Example: truncated distribution

Suppose that we observe $Y$ truncated below at $a$ (where $a$ is known). If $X$ is the distribution of our observation, then:

$$ P(X \le x) = P(Y \le x|Y \gt a) = \frac{P(a \lt Y \le x)}{P(Y \gt a)}$$

(so, $Y$ is the original variable and $X$ is the truncated variable)

Then X has the density:

$$f_X(x) = \frac{f_Y (x)}{1−F_Y (a)} \, \text{for} \, x \gt a$$

Suppose $Y \sim N(\mu, \sigma^2)$ and $x_1,\ldots,x_n$ are independent observations of $X$. We can use maximum likelihood to find $\mu$ and $\sigma$.

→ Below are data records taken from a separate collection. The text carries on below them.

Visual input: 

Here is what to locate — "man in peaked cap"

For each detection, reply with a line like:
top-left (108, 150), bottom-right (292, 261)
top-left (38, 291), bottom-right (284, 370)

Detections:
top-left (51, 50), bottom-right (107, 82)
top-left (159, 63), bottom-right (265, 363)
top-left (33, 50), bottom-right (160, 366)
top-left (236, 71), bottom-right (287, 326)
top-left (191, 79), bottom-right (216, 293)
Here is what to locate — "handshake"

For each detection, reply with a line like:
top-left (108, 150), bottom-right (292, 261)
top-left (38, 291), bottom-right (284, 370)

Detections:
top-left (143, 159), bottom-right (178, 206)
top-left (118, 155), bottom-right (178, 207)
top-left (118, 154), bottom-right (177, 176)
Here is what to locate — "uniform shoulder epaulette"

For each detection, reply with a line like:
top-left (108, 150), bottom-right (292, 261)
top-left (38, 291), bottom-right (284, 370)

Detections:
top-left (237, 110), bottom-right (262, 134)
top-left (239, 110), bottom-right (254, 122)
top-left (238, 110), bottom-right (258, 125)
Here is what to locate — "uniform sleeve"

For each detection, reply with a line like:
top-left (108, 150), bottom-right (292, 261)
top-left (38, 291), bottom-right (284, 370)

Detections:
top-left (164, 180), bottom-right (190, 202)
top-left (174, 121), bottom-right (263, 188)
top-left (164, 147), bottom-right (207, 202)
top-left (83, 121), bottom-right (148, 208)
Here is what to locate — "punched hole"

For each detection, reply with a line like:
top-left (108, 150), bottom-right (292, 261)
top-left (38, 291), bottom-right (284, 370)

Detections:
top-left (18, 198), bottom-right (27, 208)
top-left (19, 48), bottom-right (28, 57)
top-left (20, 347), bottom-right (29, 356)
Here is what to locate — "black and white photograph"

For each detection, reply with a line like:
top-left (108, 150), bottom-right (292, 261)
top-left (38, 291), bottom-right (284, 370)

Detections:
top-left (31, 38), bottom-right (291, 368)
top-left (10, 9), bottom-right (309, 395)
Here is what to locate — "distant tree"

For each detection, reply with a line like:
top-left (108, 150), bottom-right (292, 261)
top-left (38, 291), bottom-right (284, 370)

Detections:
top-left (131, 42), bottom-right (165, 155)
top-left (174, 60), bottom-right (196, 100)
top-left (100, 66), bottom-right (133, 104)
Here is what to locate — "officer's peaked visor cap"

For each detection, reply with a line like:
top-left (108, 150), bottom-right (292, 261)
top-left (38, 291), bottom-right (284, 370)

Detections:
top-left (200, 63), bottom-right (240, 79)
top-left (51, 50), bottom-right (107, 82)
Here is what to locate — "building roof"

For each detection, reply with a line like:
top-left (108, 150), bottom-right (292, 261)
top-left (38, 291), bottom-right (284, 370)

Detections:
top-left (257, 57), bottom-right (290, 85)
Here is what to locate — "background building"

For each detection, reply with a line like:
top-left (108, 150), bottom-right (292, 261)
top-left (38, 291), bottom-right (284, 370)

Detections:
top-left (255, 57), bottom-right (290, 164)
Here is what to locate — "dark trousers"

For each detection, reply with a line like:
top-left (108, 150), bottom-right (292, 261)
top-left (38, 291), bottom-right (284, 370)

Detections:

First, we can simulate a truncated distribution using a while statement to eliminate samples that are outside the support of the truncated distribution.

In [49]:
x = np.random.normal(size=10000)
a = -1
x_small = x < a
while x_small.sum():
    x[x_small] = np.random.normal(size=x_small.sum())
    x_small = x < a
    
sns.distplot(x, kde=False)
Out[49]:
<matplotlib.axes._subplots.AxesSubplot at 0x7a30640755c0>

We can construct a log likelihood for this function using the conditional form:

$$f_X(x) = \frac{f_Y (x)}{1−F_Y (a)} \, \text{for} \, x \gt a$$

In [50]:
from scipy.stats.distributions import norm

trunc_norm = lambda theta, a, x: -(norm.logpdf(x, theta[0], theta[1]) - 
            np.log(1 - norm.cdf(a, theta[0], theta[1]))).sum()
In [51]:
optimize.fmin(trunc_norm, np.array([1,2]), args=(-1, x))
Optimization terminated successfully.
         Current function value: 11057.910875
         Iterations: 42
         Function evaluations: 82
Out[51]:
array([-0.04161139,  1.02558124])

In general, simulating data is a terrific way of testing your model before using it with real data.